El encierro de una buena parte de la población mundial, miles de millones de personas, produjo, como es lógico, severas repercusiones económicas, políticas y psicológicas, afectando severamente a la educación y a muchos trabajadores independientes. El uso de mascarillas, completamente ineficaz para impedir el contagio, se hizo obligatorio y, aún hoy, se mantiene en muchos países para diversas actividades. Sin tomar en cuenta el complejo y eficiente mecanismo biológico de la inmunidad natural, generado a través de millones de años, se pasó a preparar apresuradamente vacunas que no han demostrado ser realmente efectivas y que además han producido innumerables efectos secundarios, aun no conocidos ni estudiados bien.
¿Era necesario tomar estas medidas, realmente atentatorias contra las más elementales individuales? Los datos disponibles muestran que no. El COVID-19 no fue más que una especie de gripe, bastante peligrosa, pero mucho más leve que otras que se han registrado a lo largo de la historia. En los primeros meses de 2020 las cifras fueron preocupantes, aunque para nada alarmantes: solo se registraron contagios en uno de cada mil de los habitantes del planeta, con una tasa de mortalidad de un 6%, alta pero no impresionante. Pero luego, gracias a la llamada “inmunidad de rebaño”, estas cifras cambiaron velozmente, y para bien. Hoy, cuando prácticamente ha llegado el fin de la pandemia, son realmente tranquilizadoras: de la población mundial solo se ha registrado el contagio del 8 por mil y la tasa de mortalidad, acumulada en tres años, ha sido de menos del 1% de los afectados, valor que, para ser objetivos, habría que dividir por tres para tener una idea más exacta de la mortalidad anual. En este último año, según datos confiables, ha fallecido solo uno de cada 10,000 habitantes de la población mundial.
No voy a detenerme a analizar si, detrás de todo esto, hubo alguna especie de conspiración mundial (como dicen algunos) o hasta qué punto macabros intereses económicos o fanatismos ideológicos impulsaron la brutalidad de la respuesta. Pero hay dos puntos que quiero recalcar antes de cerrar estas líneas: por un lado, la facilidad con la que la mayoría de la gente, por miedo, aceptó que se limitaran todas sus libertades y, por el otro, la forma despreocupada y altanera que los gobiernos han asumido ante sus errores.
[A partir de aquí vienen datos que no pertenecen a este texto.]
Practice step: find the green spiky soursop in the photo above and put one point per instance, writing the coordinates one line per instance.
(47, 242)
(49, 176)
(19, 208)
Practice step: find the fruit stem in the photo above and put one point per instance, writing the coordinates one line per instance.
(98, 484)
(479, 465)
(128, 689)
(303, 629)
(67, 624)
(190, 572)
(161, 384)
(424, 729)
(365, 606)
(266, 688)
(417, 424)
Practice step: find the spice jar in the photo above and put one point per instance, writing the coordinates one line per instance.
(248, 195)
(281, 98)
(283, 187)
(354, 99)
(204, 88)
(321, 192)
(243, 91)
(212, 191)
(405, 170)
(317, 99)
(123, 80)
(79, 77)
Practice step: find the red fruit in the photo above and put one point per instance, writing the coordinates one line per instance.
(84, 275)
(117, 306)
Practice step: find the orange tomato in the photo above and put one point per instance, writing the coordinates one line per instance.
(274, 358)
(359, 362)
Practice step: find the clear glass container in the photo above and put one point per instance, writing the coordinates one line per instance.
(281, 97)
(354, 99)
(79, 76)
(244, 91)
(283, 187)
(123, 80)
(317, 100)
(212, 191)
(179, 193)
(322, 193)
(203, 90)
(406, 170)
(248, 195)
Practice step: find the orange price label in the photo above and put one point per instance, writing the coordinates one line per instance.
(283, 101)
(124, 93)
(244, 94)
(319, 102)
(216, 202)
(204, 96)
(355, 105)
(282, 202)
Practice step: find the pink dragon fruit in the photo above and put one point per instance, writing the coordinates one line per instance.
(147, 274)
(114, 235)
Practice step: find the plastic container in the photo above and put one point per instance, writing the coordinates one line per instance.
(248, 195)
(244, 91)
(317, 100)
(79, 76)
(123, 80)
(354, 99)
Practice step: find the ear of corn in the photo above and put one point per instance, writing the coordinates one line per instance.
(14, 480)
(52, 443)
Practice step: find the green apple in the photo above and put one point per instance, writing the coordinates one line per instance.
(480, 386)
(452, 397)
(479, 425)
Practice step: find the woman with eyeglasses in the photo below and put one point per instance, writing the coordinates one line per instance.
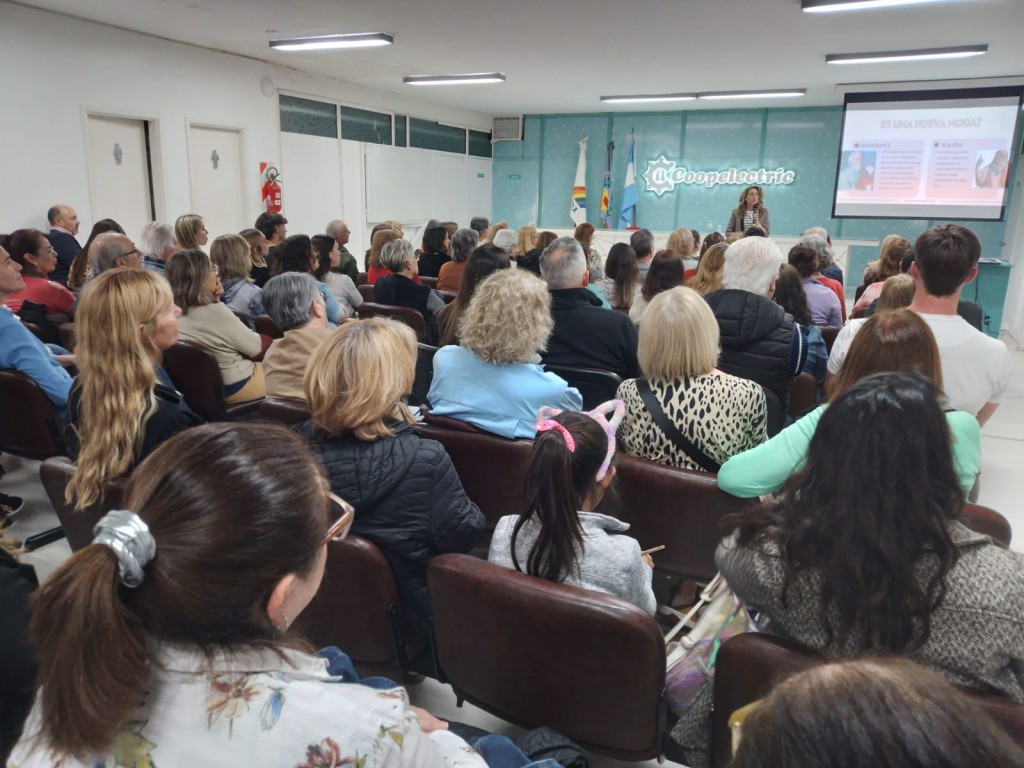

No podemos echar toda la culpa a los gobiernos, aunque hacerlo así resultaría tranquilizador. Pero quien lucha por la libertad, sin embargo, debe admitir que fue la presión popular, en primer lugar, quien reclamó que se tomaran medidas drásticas y efectivas para controlar la pandemia. Y cuando así se hizo fueron pocos los que reclamaron contra las violaciones a la libertad, y al sentido común, que se estaban produciendo. La pasividad, la aceptación, la obediencia, predominaron en gran parte del mundo, en especial en aquellas naciones que aún se precian de ser heraldos de la libertad.
Y, en el mismo sentido, debe apuntarse que los gobiernos procedieron con total irresponsabilidad: cometieron infinidad de errores que nunca han reconocido, mintieron descaradamente con el pretexto de mantener la salud, establecieron y quitaron medidas a discreción, asumiendo una sabiduría que no poseían y ejerciendo sin recato todo el poder que poseen. Nadie ha pedido perdón por los cuantiosos daños causados, nadie -siquiera- ha aceptado que se cometiera algún error.
Dejo aquí estas reflexiones, que encierran una auténtica preocupación por el futuro: ¿qué pasará la próxima vez que alguien, una organización o un gobierno, declaren que estamos en emergencia por una nueva amenaza a la salud? ¿Repetiremos conductas a todas luces nocivas o actuaremos con más serenidad y sentido de la realidad? Creo que, en todo caso, debemos discutir estos temas para prepararnos para combatir el grave peligro que se cierne sobre todos los habitantes del planeta.